Por ejemplo, se habla de la perforación de 19.000 pozos con la implementación del fracking, lo que es una confusión. Valora Analitik habló con el docente de la Universidad de los Andes y experto en la industria de hidrocarburos, Sergio Cabrales, quien recordó que los proyectos de Kalé y Platero en Puerto Wilches (Santander) son pilotos y por lo cual no demandarán ese alto número de pozos.

“Para el piloto son tres pozos y ni siquiera se va a utilizar agua de ríos ni de nada de esto. Lo que se hace es que se usa agua subterránea. Hay un pozo que está como a 700 metros que es el acuífero de donde se saca el agua, hay otro que es donde se va a disponer el agua (o el líquido de fractura) y otro que ese sí es a 12.000 pies de profundidad (cuatro kilómetros aproximadamente) con el que se hacen las fracturas”, recalcó Cabrales.

Hay que decir que la formación de donde está el hidrocarburo, la roca madre, está todavía debajo de las formaciones normales o convencionales de líquido y gas en todo el Magdalena Medio, porque de ahí es de donde salió el petróleo que se acumuló en las trampas de los pozos convencionales.

Recomendado: Presidente Ecopetrol se pronuncia sobre saboteo a fracking y precios de Brent

“Hay algo que vale mencionar: 12.000 pies es una profundidad muy grande y la posibilidad de que llegue a la superficie es casi cero, los riesgos son otros que se podrían presentar. Uno ve en los videos las personas con un vaso de agua contaminada, pero eso pasa es por un problema de la tubería, cuando no se hace de la manera correcta o hay fugas por la presión tan alta del líquido”, indicó el experto.

Agregó que la tubería está hecha en partes de acero y cemento, que cuando no se construye de la manera correcta el riesgo de fracturas es alto, lo que sí generaría contaminaciones.

Vale mencionar que de practicarse en firme la técnica del fracturamiento hidráulico en Colombia, no se perforarían 19.000 pozos, sino entre 100 y 250. Pues en 100 años de ejercicios de exploración y producción tan solo se ha perforado 8.000 pozos en el Magdalena Medio.

¿Y el agua?

Primero hay que aclarar que el agua que se encuentra para consumo humano, los riegos y otros usos para actividades diarias humanas, están a máximo 150 metros de profundidad.
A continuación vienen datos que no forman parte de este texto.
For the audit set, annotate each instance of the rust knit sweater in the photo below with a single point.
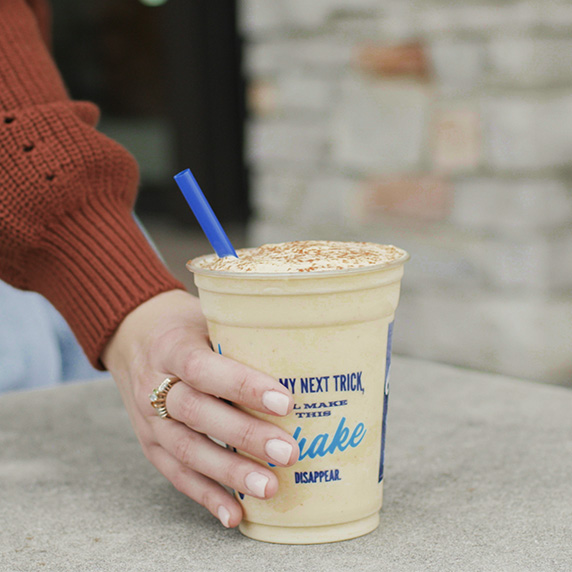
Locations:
(66, 192)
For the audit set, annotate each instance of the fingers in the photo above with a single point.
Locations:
(198, 487)
(198, 453)
(212, 416)
(212, 373)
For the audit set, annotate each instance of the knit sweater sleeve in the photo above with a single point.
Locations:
(66, 195)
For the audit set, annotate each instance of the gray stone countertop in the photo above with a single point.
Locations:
(478, 478)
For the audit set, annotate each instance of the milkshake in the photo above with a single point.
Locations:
(317, 316)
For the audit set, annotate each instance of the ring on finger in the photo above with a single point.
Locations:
(158, 397)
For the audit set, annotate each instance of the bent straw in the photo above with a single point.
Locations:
(204, 214)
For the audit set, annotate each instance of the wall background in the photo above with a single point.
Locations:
(443, 127)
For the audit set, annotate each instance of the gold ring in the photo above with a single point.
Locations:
(158, 398)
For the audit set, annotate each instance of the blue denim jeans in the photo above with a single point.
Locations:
(37, 348)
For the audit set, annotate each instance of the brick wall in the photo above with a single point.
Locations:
(444, 128)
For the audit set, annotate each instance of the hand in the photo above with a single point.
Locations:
(167, 336)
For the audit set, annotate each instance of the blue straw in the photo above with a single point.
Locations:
(204, 214)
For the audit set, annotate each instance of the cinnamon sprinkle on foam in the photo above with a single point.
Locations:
(303, 256)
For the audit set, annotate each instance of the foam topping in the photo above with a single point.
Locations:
(303, 256)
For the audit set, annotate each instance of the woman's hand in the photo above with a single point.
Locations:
(167, 337)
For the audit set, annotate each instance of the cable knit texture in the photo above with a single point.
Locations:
(66, 192)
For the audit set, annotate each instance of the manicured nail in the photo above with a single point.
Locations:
(256, 484)
(224, 516)
(279, 450)
(276, 402)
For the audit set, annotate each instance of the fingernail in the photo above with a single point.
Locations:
(279, 450)
(256, 484)
(276, 402)
(223, 516)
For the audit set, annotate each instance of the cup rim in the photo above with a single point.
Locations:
(294, 275)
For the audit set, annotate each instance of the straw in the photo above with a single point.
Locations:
(204, 214)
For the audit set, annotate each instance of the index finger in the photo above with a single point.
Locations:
(215, 374)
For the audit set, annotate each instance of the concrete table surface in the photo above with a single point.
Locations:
(478, 478)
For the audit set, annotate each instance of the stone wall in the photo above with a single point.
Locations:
(442, 127)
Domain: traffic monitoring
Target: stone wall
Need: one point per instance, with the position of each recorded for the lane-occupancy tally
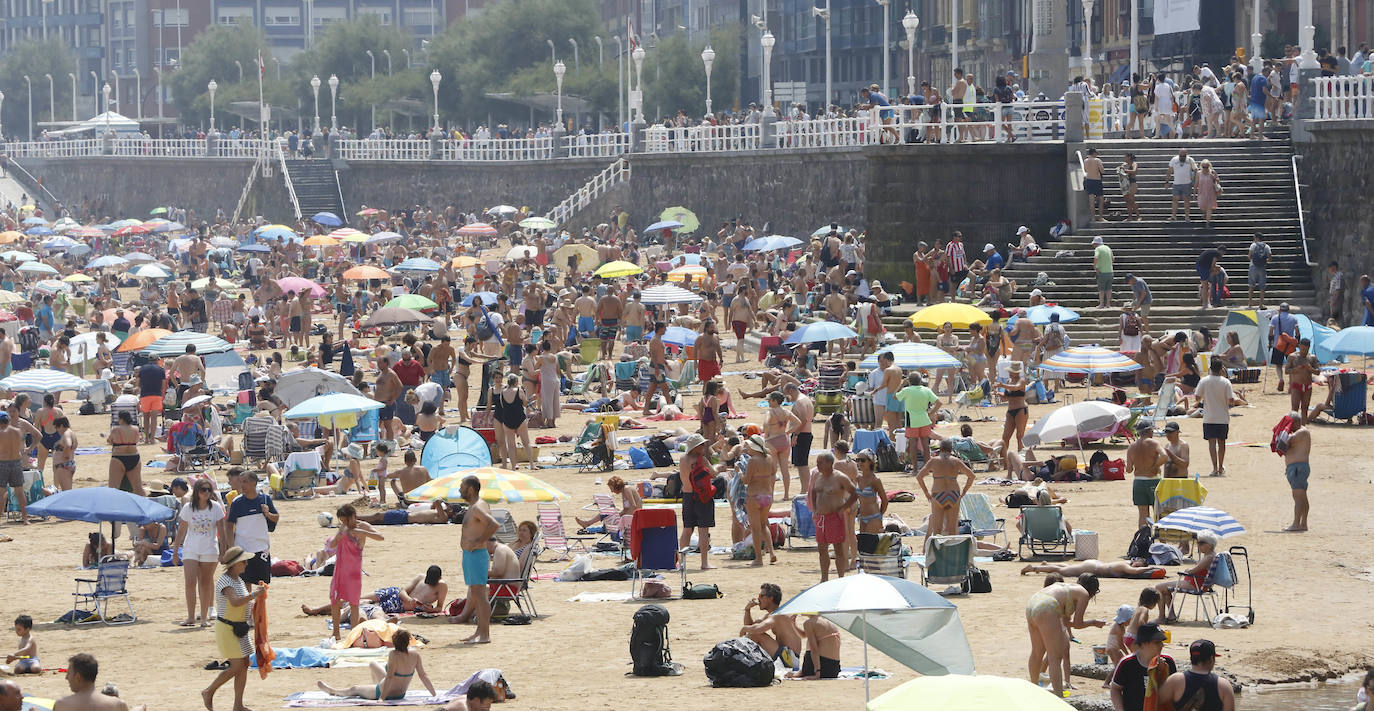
(1337, 194)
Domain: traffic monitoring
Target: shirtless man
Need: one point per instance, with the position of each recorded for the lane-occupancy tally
(1093, 184)
(830, 497)
(1178, 451)
(1301, 366)
(778, 634)
(1297, 469)
(741, 319)
(81, 673)
(408, 477)
(657, 366)
(1143, 458)
(478, 528)
(609, 312)
(803, 436)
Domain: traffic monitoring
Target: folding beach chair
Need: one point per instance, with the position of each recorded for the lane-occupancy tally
(977, 509)
(948, 560)
(94, 596)
(555, 538)
(1044, 532)
(653, 545)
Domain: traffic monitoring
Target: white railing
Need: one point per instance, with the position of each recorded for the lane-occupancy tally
(613, 175)
(1343, 98)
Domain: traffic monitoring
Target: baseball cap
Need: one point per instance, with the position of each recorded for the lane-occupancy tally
(1149, 633)
(1201, 651)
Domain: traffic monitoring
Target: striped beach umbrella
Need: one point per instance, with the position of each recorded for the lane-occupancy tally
(1201, 519)
(1088, 359)
(498, 486)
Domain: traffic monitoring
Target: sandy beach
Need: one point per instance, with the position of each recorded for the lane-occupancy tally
(1308, 590)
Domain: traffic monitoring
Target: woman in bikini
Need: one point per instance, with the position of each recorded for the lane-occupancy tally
(125, 464)
(760, 479)
(873, 498)
(1050, 614)
(63, 454)
(1017, 411)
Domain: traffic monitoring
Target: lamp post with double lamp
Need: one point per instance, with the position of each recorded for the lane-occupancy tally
(434, 79)
(708, 57)
(315, 88)
(910, 22)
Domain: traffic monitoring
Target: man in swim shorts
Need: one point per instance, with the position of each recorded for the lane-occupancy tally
(830, 494)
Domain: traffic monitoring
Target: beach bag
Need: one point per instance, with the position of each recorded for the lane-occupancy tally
(639, 458)
(738, 663)
(649, 644)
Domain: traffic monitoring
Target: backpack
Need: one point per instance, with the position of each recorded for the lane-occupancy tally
(738, 662)
(649, 644)
(1130, 325)
(658, 453)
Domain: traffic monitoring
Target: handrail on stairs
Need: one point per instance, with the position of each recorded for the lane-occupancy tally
(1301, 222)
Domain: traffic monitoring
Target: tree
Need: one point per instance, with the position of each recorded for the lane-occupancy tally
(35, 58)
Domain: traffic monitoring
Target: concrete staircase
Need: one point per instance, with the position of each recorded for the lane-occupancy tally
(1259, 197)
(316, 187)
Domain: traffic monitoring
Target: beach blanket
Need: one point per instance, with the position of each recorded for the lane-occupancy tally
(316, 699)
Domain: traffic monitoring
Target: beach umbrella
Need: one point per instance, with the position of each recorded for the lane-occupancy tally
(959, 692)
(43, 380)
(176, 343)
(364, 272)
(300, 283)
(477, 230)
(487, 297)
(498, 486)
(771, 242)
(679, 336)
(668, 294)
(913, 356)
(327, 219)
(1201, 519)
(613, 270)
(414, 301)
(686, 217)
(820, 330)
(1040, 315)
(142, 340)
(537, 223)
(36, 267)
(958, 315)
(396, 316)
(418, 264)
(296, 387)
(100, 504)
(333, 410)
(903, 619)
(665, 224)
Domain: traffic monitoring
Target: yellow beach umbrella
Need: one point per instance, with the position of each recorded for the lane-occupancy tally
(958, 315)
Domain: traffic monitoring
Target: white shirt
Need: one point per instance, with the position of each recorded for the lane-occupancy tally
(1216, 395)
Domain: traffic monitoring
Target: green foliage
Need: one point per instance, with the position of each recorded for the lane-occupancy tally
(35, 58)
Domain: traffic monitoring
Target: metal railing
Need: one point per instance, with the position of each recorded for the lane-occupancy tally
(613, 175)
(1344, 98)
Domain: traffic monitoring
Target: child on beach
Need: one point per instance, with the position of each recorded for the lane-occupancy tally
(26, 658)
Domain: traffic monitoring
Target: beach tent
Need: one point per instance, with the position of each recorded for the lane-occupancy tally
(451, 450)
(221, 372)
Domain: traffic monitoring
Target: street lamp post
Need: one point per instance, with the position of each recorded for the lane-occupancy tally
(334, 102)
(886, 48)
(708, 57)
(910, 22)
(434, 79)
(210, 87)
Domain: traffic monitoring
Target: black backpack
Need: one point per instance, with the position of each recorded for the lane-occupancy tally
(658, 453)
(738, 662)
(649, 644)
El resto es agua salada, que puede tratarse, pero dependiendo de qué tan profunda sea su ubicación y de los componentes que tenga en esas condiciones (metales o minerales peligrosos para los humanos). Entre más profunda esté podría ser más tóxica para el consumo, pues hay riesgos de radiación.

“El agua dulce no entra a jugar aquí, esa no es la que se capta ni usa para el fracking. Por ejemplo, en Estados Unidos la regulación dice que en 600 metros deja de ser esa agua subterránea con acceso a las personas; en Colombia no es tan claro eso porque sus características son diferentes, entonces no hay una profundidad determinada”, ratificó Sergio Cabrales.

Recomendado: Fracking se vería frenado en EE.UU: escasea arena para el fracturamiento

Pero, según el experto, después de 800 metros de profundidad el agua es salada y entre más de baje más salada es. Lo que se piensa hacer en este caso es utilizar esa agua, a la que no se tiene acceso, y utilizarla para la técnica.

“No se genera una competencia o rivalidad con los acuíferos a los que tenga acceso la gente, tanto para los cultivos o para las fincas, ni para la que llega a las ciudades”, explicó Cabrales.